Not surprisingly, MY BEST FIEND depicts another mythical (anti-)hero: Herzog himself. By chronicling Kinski's work, he also constructs a partial autobiography, full of anecdotes about the troubled South American shoots of AGUIRRE and FITZCARRALDO. This personal focus comes across as a little self-serving (although relatively mild compared to the megalomaniacal statements and publicity stunts Herozg was prone to making in the 70s), but he casually admits - in all seriousness, as far as I can tell - to once planning to murder Kinski and gives actresses Claudia Cardinale and Eva Mattes room to describe the actor as a kind, loving man. This film is hardly an "balanced" portrait of Kinski (or Herzog), but it's complex enough to be a relatively fair one.

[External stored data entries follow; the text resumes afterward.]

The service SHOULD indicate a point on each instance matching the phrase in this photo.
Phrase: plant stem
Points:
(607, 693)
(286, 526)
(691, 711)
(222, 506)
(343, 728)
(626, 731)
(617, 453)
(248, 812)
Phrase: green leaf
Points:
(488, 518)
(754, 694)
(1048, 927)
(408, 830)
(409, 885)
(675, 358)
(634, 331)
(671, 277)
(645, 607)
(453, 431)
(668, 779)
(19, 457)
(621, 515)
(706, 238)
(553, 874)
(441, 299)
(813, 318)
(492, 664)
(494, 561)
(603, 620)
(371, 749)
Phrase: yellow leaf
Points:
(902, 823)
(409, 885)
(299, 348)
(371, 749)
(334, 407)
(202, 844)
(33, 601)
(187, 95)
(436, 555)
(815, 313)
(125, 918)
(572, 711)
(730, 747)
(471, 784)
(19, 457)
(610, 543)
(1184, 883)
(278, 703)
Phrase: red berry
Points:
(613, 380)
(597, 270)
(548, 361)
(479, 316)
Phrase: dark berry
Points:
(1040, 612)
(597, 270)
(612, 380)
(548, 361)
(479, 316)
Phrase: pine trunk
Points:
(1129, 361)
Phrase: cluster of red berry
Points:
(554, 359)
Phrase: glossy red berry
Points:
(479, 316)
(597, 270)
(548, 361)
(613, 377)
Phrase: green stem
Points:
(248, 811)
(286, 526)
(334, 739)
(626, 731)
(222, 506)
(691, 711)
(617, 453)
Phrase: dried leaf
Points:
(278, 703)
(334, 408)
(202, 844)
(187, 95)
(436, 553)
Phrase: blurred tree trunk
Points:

Although I've seen Herzog's AGUIRRE and WOYZECK before, the footage of Kinski's performances in these films is a real revelation: his charisma and dark, unhinged intensity are still operating at full strength. By juxtaposing a scene from FITZCARRALDO shot with Jason Robards, Herzog's first choice for the title role, with a stunning take of the same scene featuring Kinski in the part, MY BEST FIEND speaks volumes about why Herozg continued to work with him and why an examination of his life matters as something larger than an excuse for gossip or a study of abnormal psychology.

Even though the American distribution of Herzog's 90s documentaries has been scattershot - Film Forum, which is now showing MY BEST FIEND, brought us LESSONS OF DARKNESS in 1995 and LITTLE DIETER NEEDS TO FLY last year, but there are still a few which never played New York - the dividends of his career-long devotion to the form are quite visible. (Apparently, he's given up fiction.) If only his New German Cinema compatriot Wim Wenders could take a lesson from Herzog by continuing in the vein of BUENA VISTA CLUB and restraining himself from pompous features about the Death of Cinema and other pet themes!